Another reason that meditation helps, she suspects, is that it trains people to be more self-compassionate. Many people with anxiety or depression are hard on themselves, which compounds their problems, and meditation may foster more self-kindness.
“There’s an implicit suggestion of self-compassion in meditation instructions, which tell you to pay attention to your thoughts, feelings, sensations, memories, or whatever without judging them,” she says. “That’s a great way for people to practice being open and accepting of themselves and their experiences—of being kind.”
The potential downsides of MBSR
Hoge’s study shows basically equivalent long-term outcomes for both MBSR and Lexapro, at least over the first six months. But she doesn’t think that proves much. It’s hard to know if people did other things to combat their anxiety after the intervention was over, and that will color the longitudinal results.
In addition, both drugs and MBSR can have declining effectiveness over time, as drugs may lose their potency and people doing MBSR may start slacking off on their daily practice. So, though both treatments seem to have some staying power, it’s hard to conclude that from her study alone.
Also, MBSR training can be somewhat cumbersome. It takes time, energy, and commitment to practice regularly—one of the reasons that the overall dropout rates in Hoge’s experiment were similar for MBSR and Lexapro. However, Hoge warns against assuming other quick-fix mindfulness programs—like online apps or shorter classes—will be as effective as Lexapro against severe anxiety. Apps don’t encourage people to devote enough time to meditation, she says, and there’s no human interaction component in the training—something she thinks makes a difference.
“Meditation, when done in this particular way as a daily practice, is very effective in treating anxiety, as effective as a drug.”
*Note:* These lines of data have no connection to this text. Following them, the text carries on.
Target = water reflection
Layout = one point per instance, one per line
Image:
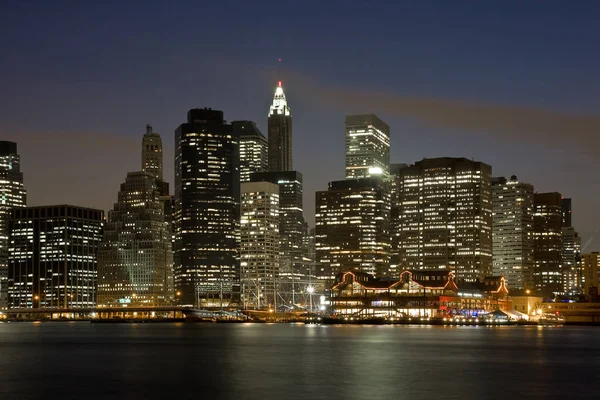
(261, 361)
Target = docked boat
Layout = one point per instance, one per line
(554, 318)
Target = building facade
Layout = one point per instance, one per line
(367, 146)
(12, 194)
(416, 293)
(512, 232)
(152, 153)
(352, 231)
(259, 245)
(280, 133)
(548, 245)
(207, 210)
(292, 226)
(590, 263)
(445, 213)
(253, 149)
(572, 274)
(135, 259)
(53, 256)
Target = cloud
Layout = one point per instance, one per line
(521, 124)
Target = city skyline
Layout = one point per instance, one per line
(109, 127)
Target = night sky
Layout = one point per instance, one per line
(512, 84)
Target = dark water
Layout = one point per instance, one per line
(222, 361)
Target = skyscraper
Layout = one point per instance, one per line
(280, 133)
(591, 268)
(135, 258)
(207, 209)
(152, 153)
(52, 256)
(445, 208)
(259, 244)
(253, 149)
(12, 194)
(572, 275)
(367, 146)
(292, 226)
(513, 231)
(548, 246)
(566, 212)
(353, 228)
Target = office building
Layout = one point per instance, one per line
(253, 149)
(259, 244)
(548, 246)
(395, 221)
(367, 146)
(292, 226)
(352, 230)
(572, 275)
(280, 133)
(12, 194)
(135, 259)
(590, 263)
(566, 212)
(512, 233)
(152, 153)
(445, 209)
(53, 256)
(207, 210)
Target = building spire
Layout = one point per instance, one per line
(279, 106)
(152, 153)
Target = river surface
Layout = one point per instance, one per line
(78, 360)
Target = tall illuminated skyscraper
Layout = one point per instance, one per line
(292, 226)
(253, 149)
(259, 244)
(513, 232)
(135, 258)
(571, 261)
(367, 146)
(590, 263)
(280, 133)
(12, 194)
(352, 231)
(548, 244)
(152, 153)
(207, 210)
(53, 256)
(445, 208)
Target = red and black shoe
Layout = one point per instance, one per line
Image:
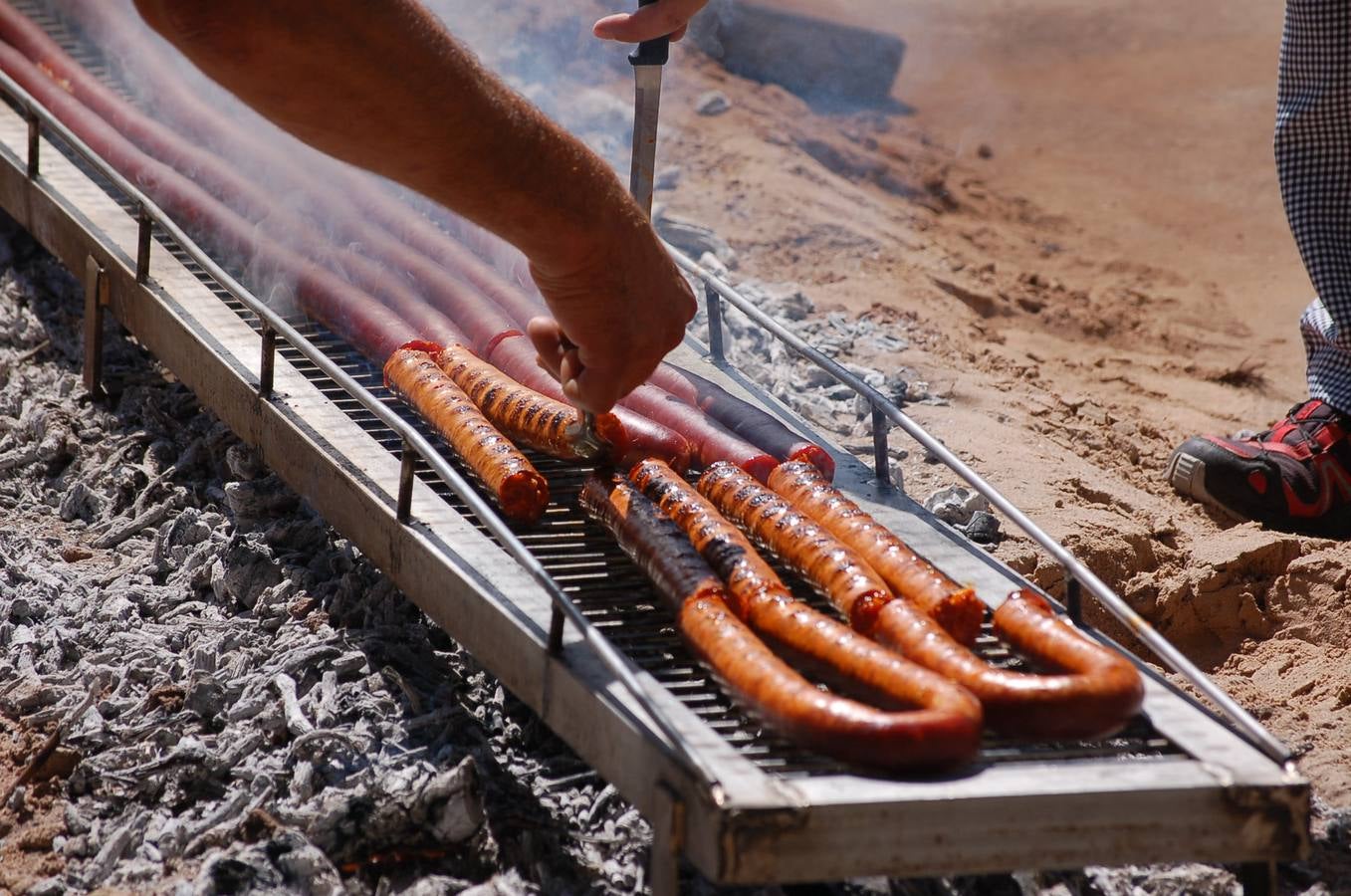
(1294, 477)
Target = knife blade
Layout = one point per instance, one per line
(647, 61)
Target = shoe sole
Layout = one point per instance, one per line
(1187, 475)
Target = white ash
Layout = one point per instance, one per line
(957, 505)
(169, 656)
(712, 103)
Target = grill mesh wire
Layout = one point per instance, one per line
(608, 588)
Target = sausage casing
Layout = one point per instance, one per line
(413, 376)
(761, 681)
(908, 574)
(523, 415)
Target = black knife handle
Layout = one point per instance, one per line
(654, 52)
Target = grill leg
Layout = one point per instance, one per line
(97, 299)
(668, 832)
(1258, 879)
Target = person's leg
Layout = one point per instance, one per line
(1298, 473)
(1313, 162)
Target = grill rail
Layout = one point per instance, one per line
(632, 638)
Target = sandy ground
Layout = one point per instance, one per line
(1088, 284)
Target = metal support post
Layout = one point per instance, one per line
(268, 365)
(405, 484)
(556, 630)
(714, 305)
(1073, 597)
(34, 143)
(881, 458)
(143, 229)
(668, 842)
(97, 299)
―Elizabeth Hoge, Georgetown University
“I don’t want people to think meditation is just as easy as taking a drug—like, they’re going to do Calm or Headspace and get relief,” she says. “Those might be better than nothing—I don’t really know. But an in-person class is really the gold standard.”
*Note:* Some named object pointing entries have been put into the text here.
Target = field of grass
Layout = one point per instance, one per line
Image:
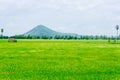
(59, 60)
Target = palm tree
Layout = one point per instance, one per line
(117, 28)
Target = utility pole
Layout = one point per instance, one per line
(2, 30)
(117, 28)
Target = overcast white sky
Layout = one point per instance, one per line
(90, 17)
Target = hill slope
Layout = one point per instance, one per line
(42, 30)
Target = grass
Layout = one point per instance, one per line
(59, 60)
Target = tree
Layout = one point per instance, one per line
(2, 30)
(117, 28)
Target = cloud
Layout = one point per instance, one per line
(74, 14)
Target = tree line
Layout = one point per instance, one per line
(66, 37)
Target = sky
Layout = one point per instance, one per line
(85, 17)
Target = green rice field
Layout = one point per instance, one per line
(59, 60)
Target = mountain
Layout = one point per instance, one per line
(42, 30)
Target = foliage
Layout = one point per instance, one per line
(59, 60)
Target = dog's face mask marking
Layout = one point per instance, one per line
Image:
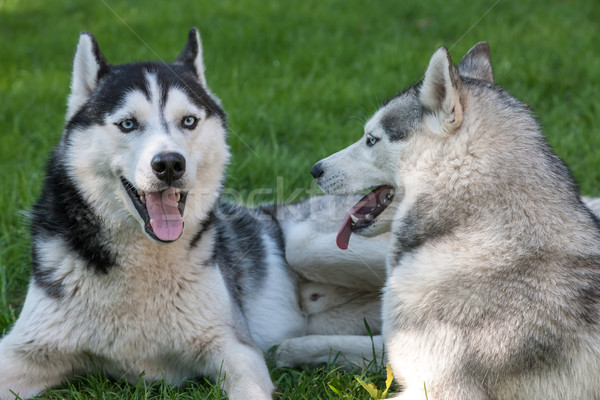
(397, 135)
(158, 121)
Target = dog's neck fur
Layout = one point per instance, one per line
(448, 192)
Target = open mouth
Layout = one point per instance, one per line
(162, 212)
(364, 213)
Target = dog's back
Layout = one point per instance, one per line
(496, 268)
(493, 288)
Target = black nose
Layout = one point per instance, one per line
(317, 170)
(168, 167)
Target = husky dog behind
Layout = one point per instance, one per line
(138, 267)
(493, 288)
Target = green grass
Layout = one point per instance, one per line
(298, 79)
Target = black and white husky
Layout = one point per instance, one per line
(493, 287)
(138, 267)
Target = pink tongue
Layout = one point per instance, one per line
(366, 205)
(167, 223)
(343, 237)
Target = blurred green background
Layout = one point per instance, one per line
(297, 78)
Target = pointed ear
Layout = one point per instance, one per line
(192, 55)
(88, 67)
(477, 63)
(441, 91)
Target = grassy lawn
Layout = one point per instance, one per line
(298, 79)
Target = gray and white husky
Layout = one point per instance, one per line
(493, 287)
(139, 269)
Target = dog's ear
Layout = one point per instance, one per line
(89, 66)
(477, 63)
(441, 91)
(192, 55)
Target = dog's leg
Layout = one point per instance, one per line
(243, 371)
(351, 351)
(26, 370)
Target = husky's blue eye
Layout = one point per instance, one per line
(189, 122)
(371, 140)
(127, 125)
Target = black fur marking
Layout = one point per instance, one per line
(239, 250)
(62, 212)
(399, 121)
(274, 228)
(421, 224)
(123, 79)
(43, 279)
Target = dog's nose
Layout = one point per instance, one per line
(168, 167)
(317, 170)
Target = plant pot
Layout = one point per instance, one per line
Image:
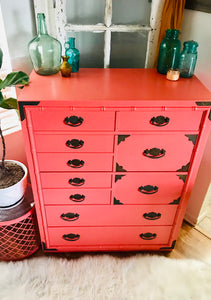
(13, 195)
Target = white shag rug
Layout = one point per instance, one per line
(105, 277)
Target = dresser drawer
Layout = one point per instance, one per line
(74, 162)
(75, 180)
(154, 152)
(70, 142)
(76, 196)
(74, 121)
(110, 215)
(159, 120)
(136, 235)
(148, 188)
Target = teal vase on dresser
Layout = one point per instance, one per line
(45, 51)
(169, 53)
(73, 53)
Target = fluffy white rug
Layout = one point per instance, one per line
(105, 277)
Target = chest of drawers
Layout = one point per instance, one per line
(113, 155)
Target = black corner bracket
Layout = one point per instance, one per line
(21, 105)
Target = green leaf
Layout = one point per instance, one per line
(9, 103)
(15, 78)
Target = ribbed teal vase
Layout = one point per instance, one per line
(45, 51)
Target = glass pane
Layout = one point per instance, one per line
(85, 11)
(128, 50)
(131, 12)
(91, 47)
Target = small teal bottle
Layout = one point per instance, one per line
(188, 59)
(169, 53)
(73, 53)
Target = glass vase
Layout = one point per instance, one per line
(45, 51)
(73, 53)
(169, 53)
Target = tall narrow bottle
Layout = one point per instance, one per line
(73, 53)
(45, 51)
(169, 53)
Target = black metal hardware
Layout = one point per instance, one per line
(69, 217)
(75, 163)
(160, 121)
(76, 181)
(73, 121)
(74, 143)
(77, 198)
(152, 216)
(148, 236)
(71, 237)
(148, 189)
(154, 153)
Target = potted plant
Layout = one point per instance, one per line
(13, 174)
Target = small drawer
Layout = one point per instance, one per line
(134, 235)
(74, 162)
(74, 180)
(73, 142)
(76, 196)
(74, 121)
(155, 152)
(110, 215)
(159, 120)
(148, 188)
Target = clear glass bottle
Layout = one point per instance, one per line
(45, 51)
(73, 53)
(188, 59)
(169, 53)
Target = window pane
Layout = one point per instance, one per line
(128, 50)
(131, 12)
(85, 11)
(91, 47)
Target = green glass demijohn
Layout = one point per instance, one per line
(73, 53)
(45, 51)
(169, 53)
(188, 59)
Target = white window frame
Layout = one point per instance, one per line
(54, 11)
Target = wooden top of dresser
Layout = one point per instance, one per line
(109, 85)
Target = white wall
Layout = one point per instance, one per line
(197, 26)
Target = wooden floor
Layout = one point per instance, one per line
(191, 244)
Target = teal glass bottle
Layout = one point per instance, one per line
(169, 53)
(188, 59)
(44, 50)
(73, 53)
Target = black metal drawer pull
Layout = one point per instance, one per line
(77, 198)
(152, 216)
(75, 163)
(76, 181)
(154, 153)
(148, 189)
(69, 217)
(74, 143)
(71, 237)
(73, 121)
(148, 236)
(160, 121)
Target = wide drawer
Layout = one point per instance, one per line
(137, 235)
(159, 120)
(148, 188)
(74, 121)
(70, 142)
(75, 180)
(110, 215)
(76, 196)
(154, 152)
(74, 162)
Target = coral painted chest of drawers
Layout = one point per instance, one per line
(113, 155)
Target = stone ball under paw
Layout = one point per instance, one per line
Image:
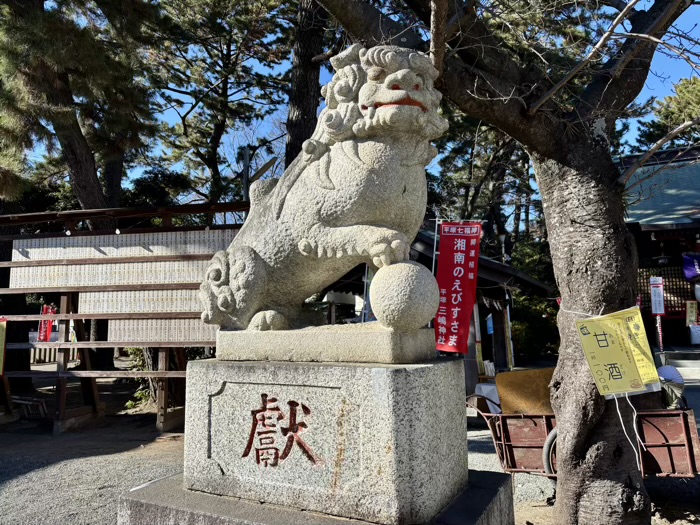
(404, 296)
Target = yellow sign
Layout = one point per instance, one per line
(606, 345)
(691, 313)
(643, 356)
(3, 334)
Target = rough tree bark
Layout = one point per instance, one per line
(305, 92)
(594, 256)
(595, 264)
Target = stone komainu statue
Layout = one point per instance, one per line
(356, 194)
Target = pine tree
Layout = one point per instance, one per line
(71, 84)
(216, 74)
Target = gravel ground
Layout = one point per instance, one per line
(75, 478)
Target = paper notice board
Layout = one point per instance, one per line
(3, 338)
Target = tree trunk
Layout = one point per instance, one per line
(305, 90)
(595, 264)
(517, 212)
(113, 173)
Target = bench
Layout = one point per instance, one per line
(143, 283)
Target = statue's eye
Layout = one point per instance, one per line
(376, 74)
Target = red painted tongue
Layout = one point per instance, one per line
(408, 101)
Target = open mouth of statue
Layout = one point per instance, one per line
(406, 101)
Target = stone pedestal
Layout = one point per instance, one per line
(487, 501)
(381, 443)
Instead, she compares the benefits of meditation training to those of physical exercise—another behavioral intervention that requires perseverance, but provides a lot of relief from psychiatric symptoms without the use of medication.
“There’s great data now showing that aerobic exercise protects against depression and anxiety—almost as good as drug treatment,” she says. “It takes work to go running or do whatever exercise you do every day or nearly every day. But, for some, it’s worth it.”
Another problem? MBSR is not free, and insurers generally won’t cover it, says Hoge. This she would like to see change, and the results from her experiment may help move things in that direction. By adding to a growing body of research showing the mental health benefits of practicing mindfulness meditation—and providing evidence from a highly controlled, clinical trial—she hopes insurers will change their minds and start paying for MBSR.
Though she advocates for MBSR as a treatment option, Hoge recognizes that it may not be for everyone. But, given that patients in her study were randomly assigned to do MBSR without choosing it and it was still effective against their anxiety, one has to wonder how much better results might have been if people selected it as their treatment of choice.
For now, there’s not enough research to say one way or the other. But studies like this one are good news for anxiety sufferers.
“When people can come into a clinic and be seen by a psychologist or psychiatrist and given a full evaluation—where the [professional] can discuss with the patient the option of medication, psychotherapy, or meditation—that will be a good thing,” says Hoge.